Article

Monitoring Dynamic Changes in Lymph Metabolome of Fasting and Fed Rats by Electrospray Ionization-Ion Mobility Mass Spectrometry (ESI-IMMS)

Washington State University, Pullman, Washington 99164, USA.
Analytical Chemistry (Impact Factor: 5.83). 10/2009; 81(19):7944-53. DOI: 10.1021/ac901030k
Source: PubMed

ABSTRACT Ambient pressure ion mobility time-of-flight mass spectrometry (IMMS) has recently emerged as a rapid and efficient analytical technique for applications to metabolomics. An important application of metabolomics is to monitor metabolome shifts caused by stress due to toxin exposure, nutritional changes, or disease. The research presented in this paper uses IMMS to monitor metabolic changes in rat lymph fluid caused by dietary stresses over time.
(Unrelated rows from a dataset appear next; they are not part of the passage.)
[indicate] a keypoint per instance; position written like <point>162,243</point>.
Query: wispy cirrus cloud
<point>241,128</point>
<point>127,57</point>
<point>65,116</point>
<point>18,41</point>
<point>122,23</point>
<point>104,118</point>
Extracts of metabolites found in the lymph fluid collected from dietary stressed rats were subjected to analysis by electrospray (ESI) IMMS operated both in positive and negative ion detection mode. Metabolites detected were tentatively identified based on their mass to charge ratio (m/z). In one sample, 1180 reproducible tentative metabolite ions were detected in negative mode and 1900 reproducible tentative metabolite ions detected in positive mode. Only biologically reproducible ions, defined as metabolite ions that were measured in different rats under the same treatment, were analyzed to reduce the complexity of the data. A metabolite peak list including m/z, mobility, and intensity generated for each metabolome was used to perform principle component analysis (PCA). Dynamic changes in metabolomes were investigated using principle components PC1 and PC2 that described 62% of the variation of the system in positive mode and 81% of the variation of the system in negative mode. Analysis of variance (ANOVA) was performed for PC1 and PC2 and means were statistically evaluated. Profiles of intensities were compared for tentative metabolite ions detected at different times before and after the rats were fed to identify the metabolites that were changing the most. Mobility-mass correlation curves (MMCC) were investigated for the different classes of compounds.